Tuesday Headlines: What else do I have to say.

Trump and Barr have been asking foreign governments to help in a Justice Dept. inquiry to discredit the Mueller investigation.

The State Dept. has now been tied to the Ukraine quagmire, with reports that Pompeo was also on the Trump call.

Three House committees have subpoenaed Giuliani to turn over all records of his communications regarding Ukraine and the Biden family.

Here are the key documents and chronology related to the Trump impeachment inquiry so far.

McConnell says the Senate would be required to hold a trial if the House passes the articles of impeachment, but added, "How long you're on it is a whole different matter."

Related: A helpful flowchart explaining the Trump impeachment process.

Technology has enabled online child sex abuse to escalate exponentially—and now the platforms can’t keep up. (Graphic descriptions ahead.)

Only five of the 59 people name-checked in "We Didn't Start the Fire" are still alive.

A team of researchers breaks with conventional wisdom and says the evidence doesn't clearly support that "eating red or processed meat causes cancer, diabetes, or heart disease."

Related: As Nestlé enters the plant-based burger fray with the Awesome Burger, here's a look at all the players in the fake-meat space.

Defying the NCAA, California will allow college athletes to get paid for endorsement deals.

An architect reimagines the American ballpark—including an outfield that can change to benefit the home team.

An estimated 300,000 people are reading novels in Instagram Stories from the New York Public Library.

Don't assume streaming will dominate.
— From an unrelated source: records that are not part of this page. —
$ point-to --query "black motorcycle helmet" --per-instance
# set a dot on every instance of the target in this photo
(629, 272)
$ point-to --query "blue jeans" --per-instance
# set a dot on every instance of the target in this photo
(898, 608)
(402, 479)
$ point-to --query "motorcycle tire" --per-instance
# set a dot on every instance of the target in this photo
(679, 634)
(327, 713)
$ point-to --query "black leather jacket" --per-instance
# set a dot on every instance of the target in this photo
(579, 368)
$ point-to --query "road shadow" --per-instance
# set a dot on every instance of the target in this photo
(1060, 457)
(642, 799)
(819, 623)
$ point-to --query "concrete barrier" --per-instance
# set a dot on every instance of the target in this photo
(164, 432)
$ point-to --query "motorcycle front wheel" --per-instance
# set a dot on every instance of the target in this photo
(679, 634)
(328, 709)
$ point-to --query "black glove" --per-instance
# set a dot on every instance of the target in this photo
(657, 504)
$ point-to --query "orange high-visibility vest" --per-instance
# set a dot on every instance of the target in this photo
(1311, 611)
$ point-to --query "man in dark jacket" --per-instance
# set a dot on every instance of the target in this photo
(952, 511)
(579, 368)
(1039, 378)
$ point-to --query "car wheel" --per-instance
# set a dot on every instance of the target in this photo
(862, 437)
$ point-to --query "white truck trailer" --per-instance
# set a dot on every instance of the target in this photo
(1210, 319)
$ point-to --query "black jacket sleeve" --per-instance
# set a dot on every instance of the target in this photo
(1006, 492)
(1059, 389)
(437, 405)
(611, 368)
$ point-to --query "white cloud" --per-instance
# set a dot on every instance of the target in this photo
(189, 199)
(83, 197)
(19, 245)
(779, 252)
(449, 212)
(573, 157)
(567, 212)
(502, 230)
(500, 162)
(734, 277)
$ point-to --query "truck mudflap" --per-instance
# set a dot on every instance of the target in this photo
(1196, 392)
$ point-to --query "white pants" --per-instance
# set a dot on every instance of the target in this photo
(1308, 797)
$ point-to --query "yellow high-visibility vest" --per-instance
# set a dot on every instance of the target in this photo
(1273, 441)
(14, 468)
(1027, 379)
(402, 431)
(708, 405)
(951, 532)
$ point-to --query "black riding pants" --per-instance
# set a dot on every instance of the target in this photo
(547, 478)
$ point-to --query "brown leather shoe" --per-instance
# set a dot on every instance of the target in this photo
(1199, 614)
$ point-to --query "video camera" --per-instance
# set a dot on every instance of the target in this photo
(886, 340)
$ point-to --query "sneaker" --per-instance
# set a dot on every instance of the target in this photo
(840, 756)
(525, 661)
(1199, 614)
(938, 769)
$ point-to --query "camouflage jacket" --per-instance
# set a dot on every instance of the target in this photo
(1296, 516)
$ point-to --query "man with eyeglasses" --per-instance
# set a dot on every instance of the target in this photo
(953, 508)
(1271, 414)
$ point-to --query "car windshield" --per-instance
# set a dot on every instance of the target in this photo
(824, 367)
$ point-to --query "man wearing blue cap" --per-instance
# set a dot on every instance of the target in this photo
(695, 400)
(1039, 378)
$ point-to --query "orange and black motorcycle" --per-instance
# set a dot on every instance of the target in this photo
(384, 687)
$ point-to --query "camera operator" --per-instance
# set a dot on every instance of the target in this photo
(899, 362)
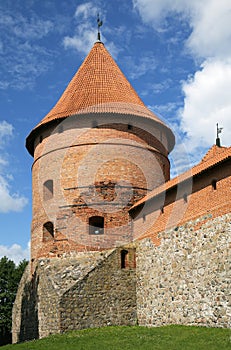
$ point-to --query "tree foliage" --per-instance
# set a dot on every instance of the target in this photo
(10, 276)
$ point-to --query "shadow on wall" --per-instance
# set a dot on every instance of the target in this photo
(29, 328)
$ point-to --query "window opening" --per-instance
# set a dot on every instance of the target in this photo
(48, 231)
(185, 198)
(214, 184)
(48, 190)
(124, 258)
(60, 129)
(96, 225)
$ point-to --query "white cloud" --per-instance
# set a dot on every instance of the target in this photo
(207, 91)
(23, 58)
(16, 252)
(86, 10)
(9, 201)
(207, 102)
(145, 65)
(6, 130)
(86, 32)
(211, 34)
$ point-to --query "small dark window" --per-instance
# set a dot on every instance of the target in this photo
(48, 231)
(185, 198)
(96, 225)
(94, 124)
(48, 190)
(60, 129)
(124, 258)
(214, 184)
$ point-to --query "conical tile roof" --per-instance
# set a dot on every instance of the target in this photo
(99, 86)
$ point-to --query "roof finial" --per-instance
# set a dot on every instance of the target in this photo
(100, 23)
(218, 141)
In Liberia, street vendors transfer illegal copies of songs onto customers' cell phones.

A deep dive on the history of overpriced speaker wire and how wire clothes hangers sound as good as the expensive stuff.

From 2018 and still interesting: an argument to bring down the walls between technical and non-technical users of software.

Opting out of today's data collection practices is opting out of society. One solution is to obfuscate, as teens and lawyers do.

Researchers have discovered that to travel long distances, spiders spin webs and balloon along the Earth's electric field.

The true story of the Balloon Boy and his family, 10 years after the hoax that grabbed headlines.

“Fernweh,” “sobremesa,” and other useful words English lacks.

Iconic movie scenes—from The Shining, Say Anything..., and others—retold through surveillance footage.